Remember the American Recovery & Reinvestment Act (ARRA) from 2009, President Obama's US$787bn stimulus package following the global financial meltdown just before he entered into office? Eventually the bill reached US$831bn. The sums seemed vast but the cash did seem to be spread around the vast American economy so much that it did not seem to make a huge economic impact. Indeed many felt the stimulus was too small. The package certainly sent a message, that the US was doing what it could be recover from disaster. But it did not stop Obama doing badly in the mid terms in 2010 and economists, as is their wont, debated its success albeit many said it did stimulate.
One interesting point. At the time the Act was past the mantra was getting the cash as fast as possible into "shovel-ready" infrastructure projects. But Obama, perhaps after chatting to a few project financiers, conceded defeat and admitted "there's no such thing as shovel-ready projects".
And so on to today with Obama's VP Joe Biden and his IRA. The package is smaller but more targeted. It is expected the IRA will see US$369bn invested in energy security and climate change over the next 10 years. It sets a goal of reducing carbon emissions in the country by 40% by 2030 and includes parts of the Build Back Better Act (BBB). It contains an array of grants, loans, and tax credits, with US$250bn in loan guarantees.
When the IRA past, one of the first things that happened was Canada said it was looking at it own IRA. Developers of hydrogen projects in Latin America started to worry about the economics of their less subsidised projects, particularly if they were due to export to the US. And of course corporate lobbying began across the world to ensure governments upped the ante to match the US, notwithstanding the debt burden many countries are now carrying. The issue caused a particular extra problem for the Europeans as the European single market principle is based on no state aid, ie no subsidies, although in practice the principle is often ignored.

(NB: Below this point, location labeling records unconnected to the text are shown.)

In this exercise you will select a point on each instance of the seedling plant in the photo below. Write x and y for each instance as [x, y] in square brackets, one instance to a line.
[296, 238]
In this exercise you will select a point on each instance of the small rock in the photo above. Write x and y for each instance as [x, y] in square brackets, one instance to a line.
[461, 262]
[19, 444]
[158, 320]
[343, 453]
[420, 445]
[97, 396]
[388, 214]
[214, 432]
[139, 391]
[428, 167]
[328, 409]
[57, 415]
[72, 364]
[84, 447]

French Finance Minister Bruno Le Maire said “the question is, where do we want to spend our European money? Do we want to buy foreign goods, foreign devices, foreign electric car batteries?” he asked. “We are fully convinced that there is a need to invest more in hydrogen, in semiconductors, in solar panels, in nuclear energy, in renewable energies, with the view of being more independent … while mixing growth and to fight against climate change. The key question is not China first, or United States first, or Europe first. The key question for all of us, and for all the nations in the world, is climate first.”
The fact is that the IRA is a game-changer – but in the US, which has until now invested little in relation to its size in climate change technologies at a federal level, although there has been plenty of activity in state-wide power markets, etc. And US$369bn over ten years is not going to stimulate in the same way as ARRA. Project developers in emerging technologies will not, by the nature of their projects, be able to put forward shovel-ready schemes. And by the time they are ready, the US political climate could have changed.

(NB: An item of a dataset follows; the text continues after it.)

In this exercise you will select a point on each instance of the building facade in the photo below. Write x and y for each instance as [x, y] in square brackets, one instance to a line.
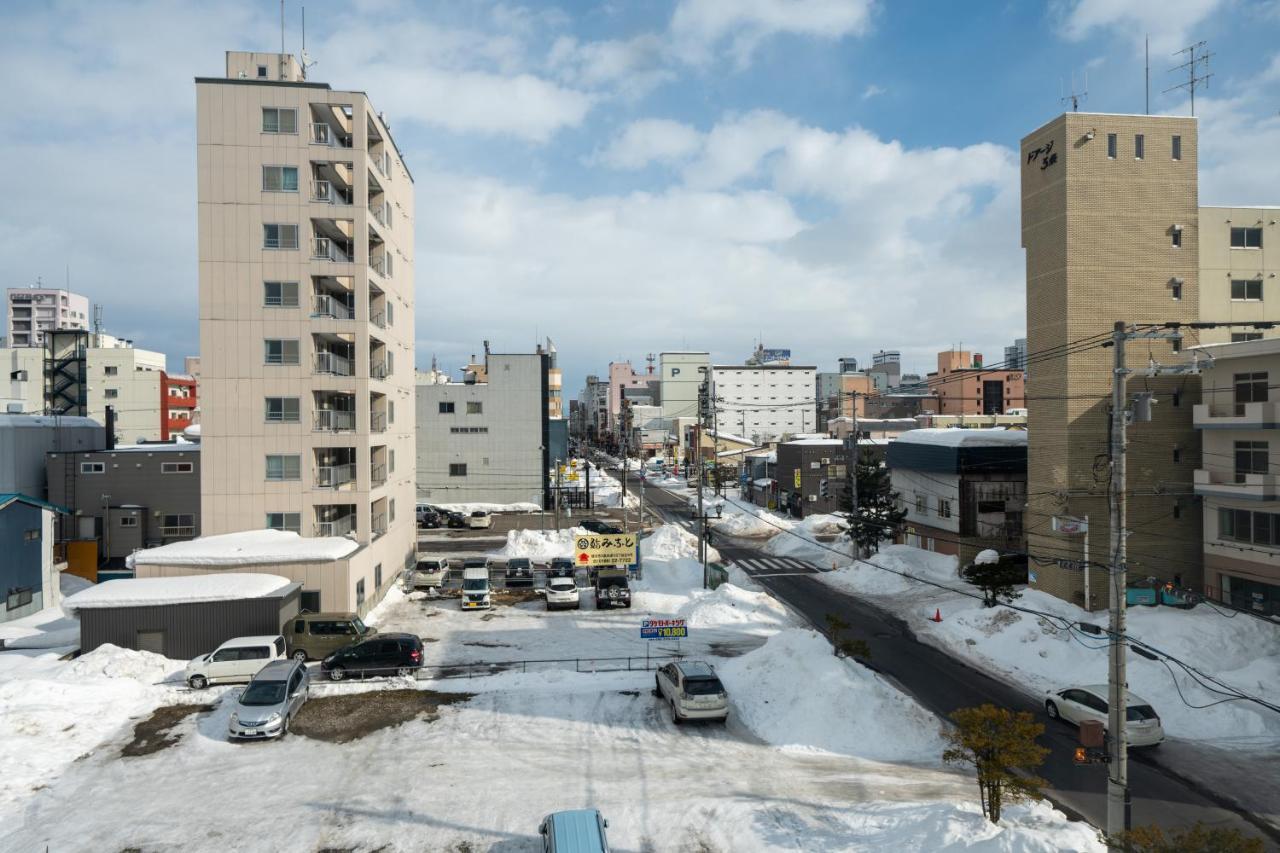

So perhaps we could be spared the corporate lobbying saying more subsidies please. It would be much better to have corporations putting forward their own economic cases and suggesting how over time they will reduce costs to reduce the need for subsidies. There is little wrong with viability gap funding (VGF) for a project, ie subsidising the gap between what is commercially fundable and what is needed on top to get the project over the line. But the onus should be on the project developers to present their specific case, not simply ask for a bigger pork pie.
It will be interesting to see how the Indian government structures its National Green Hydrogen Mission incentive programme. Could this set a precedent for hydrogen projects? Clearly, costs are an issue. How about using the Indian VGF funding model to get projects over the line but have that model linked to developments in the market – ie, reducing over time? Developers would still need to fund upfront capex but would have to compete against others now and against the market itself over time.